Weeks after Prabir (not the real name) got married last year, the kindergarten in Moulvibazar, where he worked as an assistant teacher, closed just like any other educational institutions, in compliance with a government order to stop the spread of the contagion.
Without income, he sought help from local police and police bought the newly-wed couple a month of groceries. They soon ran out of food but the pandemic lingered.
Like Prabir, more than 5,000 teachers and employees of 414 private kindergartens and primary schools in the district have become unemployed and are now bearing daily expenses by borrowing money from friends and relatives.
A few of them got some help at the beginning of the pandemic, but their sufferings only intensified with time.
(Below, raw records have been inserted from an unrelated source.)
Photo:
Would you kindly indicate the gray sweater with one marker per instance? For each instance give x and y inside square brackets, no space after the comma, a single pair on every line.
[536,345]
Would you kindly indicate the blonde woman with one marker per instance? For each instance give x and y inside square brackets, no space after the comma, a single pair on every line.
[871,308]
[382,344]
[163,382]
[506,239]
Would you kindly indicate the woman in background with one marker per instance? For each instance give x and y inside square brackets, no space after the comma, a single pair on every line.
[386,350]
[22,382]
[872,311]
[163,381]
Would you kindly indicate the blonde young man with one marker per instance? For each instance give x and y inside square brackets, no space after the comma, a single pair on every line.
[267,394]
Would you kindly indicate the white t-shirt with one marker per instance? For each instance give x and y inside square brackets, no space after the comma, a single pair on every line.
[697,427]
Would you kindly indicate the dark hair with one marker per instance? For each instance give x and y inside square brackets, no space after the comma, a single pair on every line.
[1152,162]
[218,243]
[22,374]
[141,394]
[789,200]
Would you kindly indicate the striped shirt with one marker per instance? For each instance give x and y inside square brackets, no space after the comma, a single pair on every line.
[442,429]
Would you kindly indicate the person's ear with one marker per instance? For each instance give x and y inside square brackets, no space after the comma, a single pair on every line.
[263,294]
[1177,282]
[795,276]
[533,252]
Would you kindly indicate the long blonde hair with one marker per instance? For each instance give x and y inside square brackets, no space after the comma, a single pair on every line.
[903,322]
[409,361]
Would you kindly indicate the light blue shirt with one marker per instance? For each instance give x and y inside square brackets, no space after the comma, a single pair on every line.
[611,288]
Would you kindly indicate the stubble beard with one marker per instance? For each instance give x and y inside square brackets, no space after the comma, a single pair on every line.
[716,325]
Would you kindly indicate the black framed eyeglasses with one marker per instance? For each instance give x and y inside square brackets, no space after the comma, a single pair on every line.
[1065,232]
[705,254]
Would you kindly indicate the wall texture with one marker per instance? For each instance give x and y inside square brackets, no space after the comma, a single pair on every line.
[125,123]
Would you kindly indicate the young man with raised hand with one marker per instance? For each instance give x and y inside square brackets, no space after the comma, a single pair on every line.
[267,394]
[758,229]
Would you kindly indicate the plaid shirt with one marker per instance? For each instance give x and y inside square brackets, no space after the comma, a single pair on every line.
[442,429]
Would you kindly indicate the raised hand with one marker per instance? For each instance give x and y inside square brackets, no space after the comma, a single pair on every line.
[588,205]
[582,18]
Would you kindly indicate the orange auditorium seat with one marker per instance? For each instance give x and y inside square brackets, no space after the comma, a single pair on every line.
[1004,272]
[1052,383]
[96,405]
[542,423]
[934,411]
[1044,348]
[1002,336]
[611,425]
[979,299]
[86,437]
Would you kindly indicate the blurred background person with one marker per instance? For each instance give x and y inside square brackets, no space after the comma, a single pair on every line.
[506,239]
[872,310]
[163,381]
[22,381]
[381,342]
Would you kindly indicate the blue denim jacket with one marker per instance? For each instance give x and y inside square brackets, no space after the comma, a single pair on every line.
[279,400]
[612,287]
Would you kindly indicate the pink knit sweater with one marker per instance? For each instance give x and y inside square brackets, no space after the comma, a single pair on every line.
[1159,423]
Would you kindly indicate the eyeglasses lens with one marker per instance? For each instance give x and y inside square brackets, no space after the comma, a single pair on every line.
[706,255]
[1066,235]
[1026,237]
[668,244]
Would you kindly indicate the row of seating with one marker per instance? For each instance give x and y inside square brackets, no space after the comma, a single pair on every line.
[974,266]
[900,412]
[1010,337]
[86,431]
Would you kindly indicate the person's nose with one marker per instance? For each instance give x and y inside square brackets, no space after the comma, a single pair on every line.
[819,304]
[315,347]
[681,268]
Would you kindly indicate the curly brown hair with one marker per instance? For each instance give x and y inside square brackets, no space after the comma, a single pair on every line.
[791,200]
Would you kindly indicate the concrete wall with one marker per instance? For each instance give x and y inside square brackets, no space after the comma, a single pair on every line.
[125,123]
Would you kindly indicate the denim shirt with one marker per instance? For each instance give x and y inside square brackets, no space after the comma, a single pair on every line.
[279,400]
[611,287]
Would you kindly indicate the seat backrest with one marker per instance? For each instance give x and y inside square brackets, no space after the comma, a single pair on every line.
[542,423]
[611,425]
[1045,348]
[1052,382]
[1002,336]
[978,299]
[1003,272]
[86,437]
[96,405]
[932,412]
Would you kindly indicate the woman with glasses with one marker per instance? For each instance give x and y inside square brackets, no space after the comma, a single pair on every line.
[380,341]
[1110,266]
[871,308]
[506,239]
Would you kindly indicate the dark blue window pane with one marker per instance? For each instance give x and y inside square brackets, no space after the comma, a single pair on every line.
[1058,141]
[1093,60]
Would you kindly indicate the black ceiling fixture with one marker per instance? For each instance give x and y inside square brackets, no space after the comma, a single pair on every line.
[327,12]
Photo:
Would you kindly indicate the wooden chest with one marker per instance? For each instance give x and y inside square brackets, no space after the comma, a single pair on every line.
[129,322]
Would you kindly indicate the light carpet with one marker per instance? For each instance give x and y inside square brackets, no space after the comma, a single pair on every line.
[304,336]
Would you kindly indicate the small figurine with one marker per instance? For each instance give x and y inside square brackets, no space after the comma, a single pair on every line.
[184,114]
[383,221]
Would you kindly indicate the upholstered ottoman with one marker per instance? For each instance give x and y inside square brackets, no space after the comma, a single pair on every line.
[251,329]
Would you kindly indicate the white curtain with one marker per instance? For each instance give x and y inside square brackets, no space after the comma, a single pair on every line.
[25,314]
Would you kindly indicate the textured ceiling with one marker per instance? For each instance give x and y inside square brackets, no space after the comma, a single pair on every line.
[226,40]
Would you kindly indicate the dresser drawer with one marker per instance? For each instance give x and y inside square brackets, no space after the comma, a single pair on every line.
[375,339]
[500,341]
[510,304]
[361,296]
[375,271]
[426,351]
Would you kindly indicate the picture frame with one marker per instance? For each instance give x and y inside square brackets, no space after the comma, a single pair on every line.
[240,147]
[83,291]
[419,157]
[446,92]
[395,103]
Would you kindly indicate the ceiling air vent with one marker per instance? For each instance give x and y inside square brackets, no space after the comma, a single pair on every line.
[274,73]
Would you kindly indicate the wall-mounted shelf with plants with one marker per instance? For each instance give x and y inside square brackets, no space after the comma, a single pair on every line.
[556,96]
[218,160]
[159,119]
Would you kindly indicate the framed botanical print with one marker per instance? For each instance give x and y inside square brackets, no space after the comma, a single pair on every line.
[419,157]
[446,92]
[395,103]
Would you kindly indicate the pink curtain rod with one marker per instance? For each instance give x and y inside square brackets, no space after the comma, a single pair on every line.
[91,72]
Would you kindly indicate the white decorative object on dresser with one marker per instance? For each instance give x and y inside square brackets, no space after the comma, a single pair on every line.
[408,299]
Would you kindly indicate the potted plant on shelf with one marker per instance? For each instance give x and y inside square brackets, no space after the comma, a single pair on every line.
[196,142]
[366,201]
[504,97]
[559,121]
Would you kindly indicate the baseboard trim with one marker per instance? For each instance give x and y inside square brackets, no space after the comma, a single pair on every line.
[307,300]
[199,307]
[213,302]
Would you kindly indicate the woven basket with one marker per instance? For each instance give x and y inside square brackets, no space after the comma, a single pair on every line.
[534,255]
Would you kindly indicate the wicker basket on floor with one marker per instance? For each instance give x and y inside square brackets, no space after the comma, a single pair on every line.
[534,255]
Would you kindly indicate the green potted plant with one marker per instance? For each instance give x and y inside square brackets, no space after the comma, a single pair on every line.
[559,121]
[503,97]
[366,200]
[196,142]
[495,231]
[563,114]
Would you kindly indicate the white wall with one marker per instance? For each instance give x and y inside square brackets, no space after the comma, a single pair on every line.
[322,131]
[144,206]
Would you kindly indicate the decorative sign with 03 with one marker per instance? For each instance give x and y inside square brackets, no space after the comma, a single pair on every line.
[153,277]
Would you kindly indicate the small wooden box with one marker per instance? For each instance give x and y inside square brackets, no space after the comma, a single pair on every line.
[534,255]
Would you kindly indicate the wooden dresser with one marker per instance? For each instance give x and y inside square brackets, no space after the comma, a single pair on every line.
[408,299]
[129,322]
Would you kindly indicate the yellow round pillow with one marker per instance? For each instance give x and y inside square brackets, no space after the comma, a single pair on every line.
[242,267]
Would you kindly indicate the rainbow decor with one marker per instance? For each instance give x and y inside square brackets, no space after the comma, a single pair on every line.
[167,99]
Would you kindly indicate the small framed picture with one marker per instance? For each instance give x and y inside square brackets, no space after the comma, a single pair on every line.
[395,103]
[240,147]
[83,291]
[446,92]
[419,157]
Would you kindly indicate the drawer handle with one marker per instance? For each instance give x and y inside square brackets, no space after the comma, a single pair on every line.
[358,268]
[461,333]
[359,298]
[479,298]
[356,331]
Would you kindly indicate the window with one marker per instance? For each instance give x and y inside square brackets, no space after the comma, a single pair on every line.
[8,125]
The people impacted by the closure of the institutions now urge the government to provide stimulus to unemployed teachers and employees to overcome their economic crisis.
Even before the pandemic, teachers of these private schools were very low paid, but they took care of their familial expenses with whatever little salary they received per month, several teachers said.
When the schools closed in March 2020, parents stopped paying tuition fees, so the school funds to pay salaries to employees dried up.
"I am appealing to the government to stand by the kindergartens and the teachers for the sake of the future of students," said Zahirul Islam, teacher of Shahjalal Ideal International School and College in Moulvibazar and district advisor of Bangladesh Kindergarten Association.
Meanwhile, it has become almost impossible for many schools to continue to bear house rents, electricity bills and other expenses. They worry if they will be able to survive the pandemic.
The school authorities demand that the government provide cash incentives and bring the institutions under public funding.
They say kindergartens play an important role in the education sector. Without support, many of them will be closed permanently due to debts and teachers will be forced to change profession.
Talking about these days of misery, Kawsar Ahmad Munna, assistant headmaster of Vatera Girls School in Kulaura, said the school established in 2011 used to pay salaries to its teachers from fees paid by 150 students from nursery to class eight.
"We have been paying the house rent and other bills with a subsidy of Tk25,000 per month over the last 14 months. But we cannot pay the teachers."